Síndrome de transtorno de estresse pós-traumático Uma doença mental causada por trauma pode ser um dos primeiros distúrbios psíquicos a serem compreendidos em termos físicos

Síndrome de transtorno de estresse pós-traumático

nov, 2015
Síndrome de transtorno de estresse pós-traumático
Pessoas que sofrem do transtorno de estresse pós-traumático têm dificuldade em distinguir as ameaças reais e as que podem ser ignoradas (Foto: Wikipedia)
Relatos de um medo debilitante que se apodera de uma pessoa depois de uma situação traumática existem desde a guerra de Troia. No século XIX, os sobreviventes de um acidente de trem foram diagnosticados com a síndrome do chicote, decorrente de uma lesão na região cervical, porque na opinião dos médicos a histeria deles originava-se de uma compressão na coluna vertebral. Na Primeira Guerra Mundial, alguns soldados expostos à violência dos campos de batalha apresentaram sintomas da neurose de guerra, com graves danos ao sistema nervoso central.

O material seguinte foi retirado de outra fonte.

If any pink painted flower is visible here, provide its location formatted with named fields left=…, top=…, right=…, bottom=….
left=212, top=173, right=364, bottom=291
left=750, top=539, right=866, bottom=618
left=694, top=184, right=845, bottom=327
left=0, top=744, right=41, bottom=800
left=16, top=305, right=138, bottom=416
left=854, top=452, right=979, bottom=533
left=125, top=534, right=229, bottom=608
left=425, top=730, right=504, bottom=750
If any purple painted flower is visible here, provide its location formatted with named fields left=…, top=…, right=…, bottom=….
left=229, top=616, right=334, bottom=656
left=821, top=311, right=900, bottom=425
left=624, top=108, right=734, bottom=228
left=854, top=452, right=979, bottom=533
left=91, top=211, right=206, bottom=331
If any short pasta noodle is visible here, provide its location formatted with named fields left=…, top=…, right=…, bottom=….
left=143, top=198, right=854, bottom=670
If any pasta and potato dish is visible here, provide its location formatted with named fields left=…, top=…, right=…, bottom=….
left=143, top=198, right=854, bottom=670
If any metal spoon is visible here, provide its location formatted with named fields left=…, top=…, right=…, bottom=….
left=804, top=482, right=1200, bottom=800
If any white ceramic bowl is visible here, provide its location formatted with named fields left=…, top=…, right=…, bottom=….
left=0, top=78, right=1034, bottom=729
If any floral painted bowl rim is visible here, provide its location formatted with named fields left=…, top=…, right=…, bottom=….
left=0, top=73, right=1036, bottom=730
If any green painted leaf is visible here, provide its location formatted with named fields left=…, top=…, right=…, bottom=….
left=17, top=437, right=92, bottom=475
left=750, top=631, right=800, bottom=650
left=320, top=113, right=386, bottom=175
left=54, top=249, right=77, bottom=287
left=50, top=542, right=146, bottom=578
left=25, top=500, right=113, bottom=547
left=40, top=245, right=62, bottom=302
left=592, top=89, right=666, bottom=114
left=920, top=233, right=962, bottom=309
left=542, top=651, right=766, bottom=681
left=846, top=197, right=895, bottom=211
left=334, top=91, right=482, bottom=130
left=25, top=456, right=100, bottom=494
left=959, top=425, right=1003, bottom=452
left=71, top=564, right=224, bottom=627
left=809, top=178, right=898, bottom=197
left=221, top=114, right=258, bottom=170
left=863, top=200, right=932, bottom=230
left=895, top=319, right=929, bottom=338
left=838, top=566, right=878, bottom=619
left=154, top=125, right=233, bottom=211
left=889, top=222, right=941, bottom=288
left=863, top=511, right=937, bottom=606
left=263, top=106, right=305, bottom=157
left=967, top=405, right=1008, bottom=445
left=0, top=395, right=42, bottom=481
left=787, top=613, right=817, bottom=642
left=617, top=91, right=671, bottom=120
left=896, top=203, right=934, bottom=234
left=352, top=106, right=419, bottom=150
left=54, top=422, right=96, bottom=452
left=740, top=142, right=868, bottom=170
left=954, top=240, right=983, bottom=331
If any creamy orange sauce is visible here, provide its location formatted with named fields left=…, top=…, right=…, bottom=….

Mas só quando os soldados voltaram da Guerra do Vietnã com os mesmos sintomas de hipervigilância, flashbacks e pesadelos, os médicos decidiram estudar esse distúrbio psíquico com mais profundidade. Em 1980, surgiu a expressão transtorno de estresse pós-traumático (TEPT) para designar o conjunto de sintomas físicos e emocionais causados por situações traumáticas ou atos violentos.

Desde então, as pesquisas fizeram descobertas importantíssimas sobre as causas do TEPT e de como tratar essa síndrome que afeta um grande número de pessoas. O TEPT é mais comum em pessoas que sofreram traumas repetidos; é também mais provável de afetar uma pessoa que conhece quem a atacou ou o motivo da agressão. O trauma na infância, quando o cérebro ainda está aprendendo o que é o mundo e o que deve ser temido, torna as pessoas mais vulneráveis na idade adulta.

Porém a principal diferença do TEPT em relação à maioria dos distúrbios mentais é ofato de atingir outros mamíferos, que sentem e demonstram medo da mesma maneira que os seres humanos. Muitas doenças mentais ainda têm causas misteriosas, mas os progressos dos estudos referentes ao TEPT são notáveis. E a pesquisa neural está revelando por que as pessoas ficam paralisadas ou em estado de pânico quando sentem medo.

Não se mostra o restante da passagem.